The minimal requirement for transcriptional activation is recruitment of an RNA polymerase complex to a promoter sequence of DNA upstream of an open reading frame (ORF). Most genes are also potentially under the control of DNA-binding regulatory proteins or transcription factors that can activate or silence transcription. In bacteria, activator and repressor proteins bind to operator sequences that are typically found near the promoter, and promoter specificity is typically conferred through the sigma subunit of RNA polymerase, which binds the promoter directly [1]. Eukaryotic transcription factors interact with DNA within the promoter, and are responsible for recruitment of the RNA polymerase complex [2]. Regulatory proteins also bind to conserved sites near the promoter region, as well as to enhancers that can be far (> 10 000 nucleotides) upstream or downstream of the promoter. In all domains of life, transcription factors that bind near the promoter are typically involved in either stabilizing or disrupting the initiation of transcription, while distal enhancer sequences are needed to destabilize the nucleosomes that usually prevent the initiation of transcription in eukaryotes [3].

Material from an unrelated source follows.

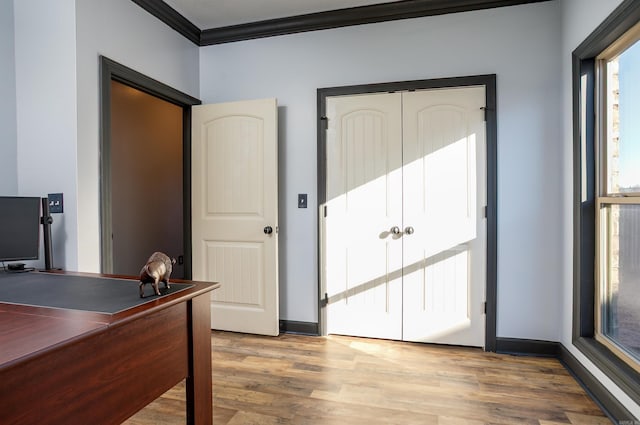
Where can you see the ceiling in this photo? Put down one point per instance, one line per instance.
(207, 14)
(207, 22)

The identity and spacing of these protein binding sites are key contributors to the responsiveness of a gene to changing cellular conditions, and sets of genes or operons that are expressed under similar conditions often have similar sets of regulatory elements in their 5' upstream regions. Recent programs such as ClusterBuster [4] and Promoter2.0 [5] recognize the need to detect combinations of binding sites in order to characterize promoters or whole regulatory regions. An additional challenge is the possibility of multiple cluster types within a class of genes that respond to the same regulatory stimulus. Artificial neural networks (ANNs) are suited to the task of discovering complex interactions within a set of features, and identifying multiple alternative solutions that yield the same type of response. This type of problem is not linearly separable [6], and would apply to classification problems such as the regulatory cascade of genes that is induced by lipopolysaccharide in mammals, where the entire set of genes is upregulated in response to a stimulus, but time or subresponse specificity is conferred by one of a set of regulatory modules [7,8].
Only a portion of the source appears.